LiveBig do not disclose records that have been obtained by a third party, even if related to the scope of services provided unless summoned by a court of law. For example, LiveBig is not able to disclose independent medical and allied health assessments of documents obtained from a third party. However, clients/participants can request access to those records from the owner/creator of those records directly.
In accordance with the Health Records and Information Privacy Act 2001, if the individual chooses not to provide LiveBig with personal information pertaining to their health and authority to collect and disclose information, we may not be able to provide the full range of our services. The referring party should be notified (if the services was not self-referred) to discuss the implications on services because of consent being declined.

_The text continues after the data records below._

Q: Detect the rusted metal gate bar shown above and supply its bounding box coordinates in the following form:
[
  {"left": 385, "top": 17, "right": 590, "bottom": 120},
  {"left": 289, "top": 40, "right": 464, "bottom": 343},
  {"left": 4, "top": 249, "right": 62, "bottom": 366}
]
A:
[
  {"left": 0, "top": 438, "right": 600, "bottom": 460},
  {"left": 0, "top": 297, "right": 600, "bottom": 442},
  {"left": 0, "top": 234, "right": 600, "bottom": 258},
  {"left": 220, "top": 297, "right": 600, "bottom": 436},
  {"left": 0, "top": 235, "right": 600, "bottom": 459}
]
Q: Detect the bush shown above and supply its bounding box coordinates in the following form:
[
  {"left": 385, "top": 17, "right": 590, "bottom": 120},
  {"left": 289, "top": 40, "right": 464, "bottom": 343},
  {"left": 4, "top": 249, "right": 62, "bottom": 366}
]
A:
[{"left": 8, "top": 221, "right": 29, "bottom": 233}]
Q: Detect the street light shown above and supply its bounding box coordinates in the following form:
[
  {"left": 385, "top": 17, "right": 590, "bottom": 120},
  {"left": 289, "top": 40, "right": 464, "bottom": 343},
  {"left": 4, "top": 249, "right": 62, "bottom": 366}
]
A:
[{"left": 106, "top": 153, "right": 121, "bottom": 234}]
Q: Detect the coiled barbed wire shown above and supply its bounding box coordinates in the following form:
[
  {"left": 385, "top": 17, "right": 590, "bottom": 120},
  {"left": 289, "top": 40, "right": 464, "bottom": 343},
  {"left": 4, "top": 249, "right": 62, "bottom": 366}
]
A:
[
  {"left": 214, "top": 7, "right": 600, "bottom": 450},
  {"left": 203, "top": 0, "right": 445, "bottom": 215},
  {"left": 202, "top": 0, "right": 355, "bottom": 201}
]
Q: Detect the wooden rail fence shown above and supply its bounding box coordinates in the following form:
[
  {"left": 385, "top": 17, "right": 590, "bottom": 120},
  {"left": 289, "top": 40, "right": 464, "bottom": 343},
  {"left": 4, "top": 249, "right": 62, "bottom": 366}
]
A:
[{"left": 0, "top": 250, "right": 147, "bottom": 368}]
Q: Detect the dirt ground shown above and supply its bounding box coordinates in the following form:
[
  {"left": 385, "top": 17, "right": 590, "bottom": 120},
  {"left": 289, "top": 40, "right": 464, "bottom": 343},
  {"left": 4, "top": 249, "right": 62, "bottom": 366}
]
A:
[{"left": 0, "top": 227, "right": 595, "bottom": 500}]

For any request for information that is not a direct request from the client or participant, a new authority consent form must be sighted and be signed within the last 12 months of the request.
For further guidance relating to the disclosure of information, please refer to the Records Request and Subpoena Procedure available on the Arriba Group Intranet.
CHILDREN AND YOUNG PEOPLE:
The Privacy Act 1988 (Privacy Act) protects an individual’s personal information regardless of their age. An individual under the age of 18 has the capacity to consent if they have the maturity to understand what is being proposed. This is assessed on a case-by-case basis. If LiveBig are unsure of the person’s ability to consent, then the consent from a parent or guardian might be sought.
PROVISION OF A TELEHEALTH SERVICE
Where appropriate, LiveBig services may be provided by telephone or videoconferencing. Clients/participants are responsible for setting up the technology needed so they can access telehealth services. LiveBig employee providing services can assist with this if required. LiveBig will be responsible for the cost of the call and the cost associated with the platform used to conduct telehealth services.
To access telehealth services, client’s/participants will be instructed that they require a quiet, private space; an appropriate device, i.e. smartphone, laptop, iPad, computer, with a camera, microphone, and speakers; and a reliable internet connection.
The privacy of any form of communication via the internet is potentially vulnerable and limited by the security of the technology used. To support the security of personal information, LiveBig uses MS Teams technology which is compliant with the Australian standards for online security and encryption.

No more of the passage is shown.